Traditionally, network security was hosted on the network edge within the corporate perimeter and the data centre, with all traffic routed through the data centre for validation and check. A SASE-based approach moves these capabilities to the cloud, where multiple applications are hosted, reducing the latency between the user and application and backhaul requirements.

• Higher Efficiency in Hybrid/Remote Work Model: The legacy and traditional remote security models are increasingly becoming outdated and vulnerable to hackers due to broad use. A unified security service over a single cloud platform eliminates delays as traffic 'trombones' between different point security solutions.
• Higher IT Operational Efficiency: One of the benefits of SASE is that IT teams no longer need VPN licenses for each user and troubleshoot network security hardware or provide different security access systems within the same network. This increases the IT team's operational efficiency.
• Reduce Hardware Costs: Buying network security hardware is expensive as a standalone device as purchasing network firewalls and DDoS mitigation boxes do not help. The costs incurred are always on the higher side with CAPEX and OPEX involved (installation, warranties, repairs, patch management, updates, etc.). These costs can be eliminated by moving network security to the cloud can create additional savings.
• A centralized policy with local enforcement: SASE enables Cloud-based centralized security management with distributed enforcement and decision-making for the network stakeholders and users.
• Network Agility & transparency: SASE promises a consistent application experience anywhere & on any device. It also reduces operational overhead by recognizing and updating new threats and policies without new hardware or software.

The approach to adopting SASE:

Juniper Networks recommends the following approach for the adoption of SASE:

1. Data distribution model: Looking at the data holistically as the data would likely be stored in multiple places.
2. Protection for data in transit and at rest: Ensuring consistency in policies and procedures over data within the environment (both edge and at rest).
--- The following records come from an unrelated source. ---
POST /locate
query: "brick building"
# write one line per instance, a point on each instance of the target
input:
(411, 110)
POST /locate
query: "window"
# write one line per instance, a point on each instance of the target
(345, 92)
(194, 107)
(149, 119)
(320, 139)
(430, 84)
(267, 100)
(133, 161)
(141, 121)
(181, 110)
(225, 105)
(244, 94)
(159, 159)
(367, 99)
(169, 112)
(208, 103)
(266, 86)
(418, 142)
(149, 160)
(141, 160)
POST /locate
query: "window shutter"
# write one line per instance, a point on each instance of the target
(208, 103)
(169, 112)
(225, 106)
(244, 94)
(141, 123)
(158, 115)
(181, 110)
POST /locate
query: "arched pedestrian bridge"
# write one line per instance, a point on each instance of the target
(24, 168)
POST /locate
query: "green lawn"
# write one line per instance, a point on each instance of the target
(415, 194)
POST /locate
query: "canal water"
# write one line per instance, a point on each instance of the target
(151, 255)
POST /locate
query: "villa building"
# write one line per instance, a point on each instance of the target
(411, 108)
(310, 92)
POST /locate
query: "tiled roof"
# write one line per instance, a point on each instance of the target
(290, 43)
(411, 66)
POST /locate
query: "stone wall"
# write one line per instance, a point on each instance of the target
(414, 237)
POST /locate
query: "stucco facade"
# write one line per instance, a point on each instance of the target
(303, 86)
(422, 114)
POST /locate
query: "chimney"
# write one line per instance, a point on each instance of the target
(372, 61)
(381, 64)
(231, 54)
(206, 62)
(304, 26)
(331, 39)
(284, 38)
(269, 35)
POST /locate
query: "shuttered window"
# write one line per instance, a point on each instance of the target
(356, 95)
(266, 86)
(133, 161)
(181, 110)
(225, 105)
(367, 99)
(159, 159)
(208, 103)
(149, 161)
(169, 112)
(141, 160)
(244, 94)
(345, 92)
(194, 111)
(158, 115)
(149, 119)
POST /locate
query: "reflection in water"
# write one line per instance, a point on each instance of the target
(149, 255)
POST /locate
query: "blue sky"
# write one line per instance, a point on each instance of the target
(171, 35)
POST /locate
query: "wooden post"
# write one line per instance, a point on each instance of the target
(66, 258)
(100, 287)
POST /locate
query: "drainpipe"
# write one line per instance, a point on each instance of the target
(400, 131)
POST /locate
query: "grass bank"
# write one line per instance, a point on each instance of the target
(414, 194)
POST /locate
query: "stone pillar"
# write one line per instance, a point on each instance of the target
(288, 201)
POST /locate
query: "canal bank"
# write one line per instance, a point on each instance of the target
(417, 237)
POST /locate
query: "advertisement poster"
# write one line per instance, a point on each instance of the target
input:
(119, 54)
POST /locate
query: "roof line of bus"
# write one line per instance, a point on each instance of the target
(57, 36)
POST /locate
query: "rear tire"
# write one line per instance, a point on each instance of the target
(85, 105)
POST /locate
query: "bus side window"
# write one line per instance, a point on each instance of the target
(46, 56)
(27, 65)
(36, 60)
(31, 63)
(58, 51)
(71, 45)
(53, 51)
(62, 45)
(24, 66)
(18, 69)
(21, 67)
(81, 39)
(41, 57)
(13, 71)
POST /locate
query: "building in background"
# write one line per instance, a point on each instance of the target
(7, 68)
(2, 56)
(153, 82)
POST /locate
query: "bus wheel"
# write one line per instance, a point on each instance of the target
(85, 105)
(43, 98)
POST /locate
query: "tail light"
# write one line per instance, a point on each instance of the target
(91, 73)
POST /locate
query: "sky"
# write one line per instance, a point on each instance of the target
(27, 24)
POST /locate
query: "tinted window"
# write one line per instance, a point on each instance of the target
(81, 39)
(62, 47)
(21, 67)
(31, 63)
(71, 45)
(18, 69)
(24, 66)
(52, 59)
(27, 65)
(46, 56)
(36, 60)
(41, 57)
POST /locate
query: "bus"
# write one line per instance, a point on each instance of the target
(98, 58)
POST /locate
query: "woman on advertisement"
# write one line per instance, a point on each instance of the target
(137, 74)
Access control, encryption and segmentation of data.
3. Centralized visibility and policy control: A transparent approach to documenting people within the network, the data shared by them, the connections accessed by them, access authorization, policy towards handling noncompliance, etc. Ensuring attention is focused on the entire network and not just the edge.
4. Improvement areas, addressing efficiency: Looking cohesively at the current projects & if they would need to accommodate cloud-hosted services in the next 2-4 years, backup services considerations (local or cloud-based), dealing with sensitive services.
5. Data segmentation over data centre and multiple public clouds: Handling security mishaps at the edge. Adopting a fool-proof approach to protect sensitive data residing at the data centre. Keeping visibility throughout the environment, not just at the edge, keeps the data protected.
6. Data flow path and migration: Inspecting the current data flow in the organization's on-premises deployment and ensuring smooth flow by making appropriate changes. A comprehensive plan to identify how the data would move to ensure its integrity across environments.

Conclusion:

The focus on adopting SASE and Secure Edge within organizations continues to grow, pushing a broader basket of integrated cloud-based cybersecurity technologies into a more consumable form. The industry would see some consolidation, integration, and M&A in the SASE market over the years as the number of players in the SASE market continue to grow globally. SASE promises to handle vulnerabilities at every network edge: data centre, branch, cloud & mobile. Currently, these solutions come from varied vendors; hence interoperability will be critical for all vendors. This could also drive their consolidation approaches from enterprises & demand for the adoption of unified SASE solutions.